Re: [Rdkit-discuss] Potential memory leak Ipc Descriptor

2015-10-15 Thread Michael Reutlinger
Hi Greg,

thanks for your swift response! I tried what suggested and I did not
observe any increased memory consumption. I investigated further and
eventually identified an issue with numpy (in
Graphs.CharacteristicPolynomial) as the main cause of the memory problem.
Updating numpy to a recent version solved it.

Best,
Michael

On Thu, Oct 15, 2015 at 6:36 AM, Greg Landrum <greg.land...@gmail.com>
wrote:

> Hi Michael,
>
> On Wed, Oct 14, 2015 at 7:06 PM, Michael Reutlinger <rd...@mulchi.de>
> wrote:
>
>>
>> I observed a memory leak while using the RDKit to calculate descriptors
>> for a large library of compounds.
>>
>> I tracked it down to the Ipc descriptor and it is reproducible with this
>> small script:
>>
>> from rdkit.ML.Descriptors import MoleculeDescriptors
>> from rdkit import Chem
>>
>> calculator = MoleculeDescriptors.MolecularDescriptorCalculator(['Ipc'])
>> for n in range(10):
>> mol = Chem.MolFromSmiles('CC(C)Cc1ccc(cc1)C(C)C(=O)O')
>> x = calculator.CalcDescriptors(mol)
>> if not n % 100: print n
>>
>> I tested it on my Linux workstation (Redhat 6). The process memory
>> consumption increases to several hundred mb. Interestingly, I can't
>> reproduce it on my Mac running the latest os.
>>
>
> I can't reproduce it on my Mac either.
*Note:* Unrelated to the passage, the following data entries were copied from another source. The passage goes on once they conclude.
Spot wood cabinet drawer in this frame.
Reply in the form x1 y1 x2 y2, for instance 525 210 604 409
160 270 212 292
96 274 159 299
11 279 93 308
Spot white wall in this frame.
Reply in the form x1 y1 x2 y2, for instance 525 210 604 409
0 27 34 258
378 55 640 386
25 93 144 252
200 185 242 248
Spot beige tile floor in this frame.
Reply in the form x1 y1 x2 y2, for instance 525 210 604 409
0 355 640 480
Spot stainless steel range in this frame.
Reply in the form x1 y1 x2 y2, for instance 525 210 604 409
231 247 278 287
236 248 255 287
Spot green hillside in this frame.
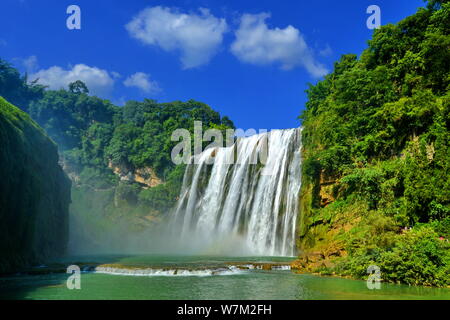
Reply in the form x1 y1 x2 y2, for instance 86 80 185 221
0 97 70 273
298 1 450 286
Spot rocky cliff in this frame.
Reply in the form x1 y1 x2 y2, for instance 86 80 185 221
0 97 71 273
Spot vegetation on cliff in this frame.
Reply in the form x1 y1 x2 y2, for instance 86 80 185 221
298 1 450 286
0 60 234 252
0 97 70 273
I'm on vacation and don't have
> access to my linux box, but I will see if I can reproduce it when I'm back
> next week. Which version(s) of python are you using on the machines?
>
> My guess is that the leak is caused by getDistanceMatrix in MolOps.cpp.
>> Specifically, a missing delete for the distMat pointer (in the getDistanceMat
>> documentation is a note that the pointer should be deleted by the
>> caller). However, I am not a c++ programmer myself and this analysis might
>> not be the true cause.
>>
>
> The docs actually say that the pointer should *not* be deleted by the
> caller, but that's not relevant here anyway. The C++ object is copied into
> a new python numpy array object before being returned to the user.
>
>
>> I hope it is reproducible on other systems and easy to fix :-) If you
>> need additional information please let me know.
>>
>
> The simplest possible test would be to see if you get the same leak when
> you just call Chem.GetDistanceMatrix(mol,0) repeatedly.
>
> Best,
> -greg
>
>
--
___
Rdkit-discuss mailing list
Rdkit-discuss@lists.sourceforge.net
https://lists.sourceforge.net/lists/listinfo/rdkit-discuss


[Rdkit-discuss] Potential memory leak Ipc Descriptor

2015-10-14 Thread Michael Reutlinger
Hi,

I observed a memory leak while using the RDKit to calculate descriptors for
a large library of compounds.

I tracked it down to the Ipc descriptor and it is reproducible with this
small script:

from rdkit.ML.Descriptors import MoleculeDescriptors
from rdkit import Chem

calculator = MoleculeDescriptors.MolecularDescriptorCalculator(['Ipc'])
for n in range(10):
mol = Chem.MolFromSmiles('CC(C)Cc1ccc(cc1)C(C)C(=O)O')
x = calculator.CalcDescriptors(mol)
if not n % 100: print n

I tested it on my Linux workstation (Redhat 6). The process memory
consumption increases to several hundred mb. Interestingly, I can't
reproduce it on my Mac running the latest os.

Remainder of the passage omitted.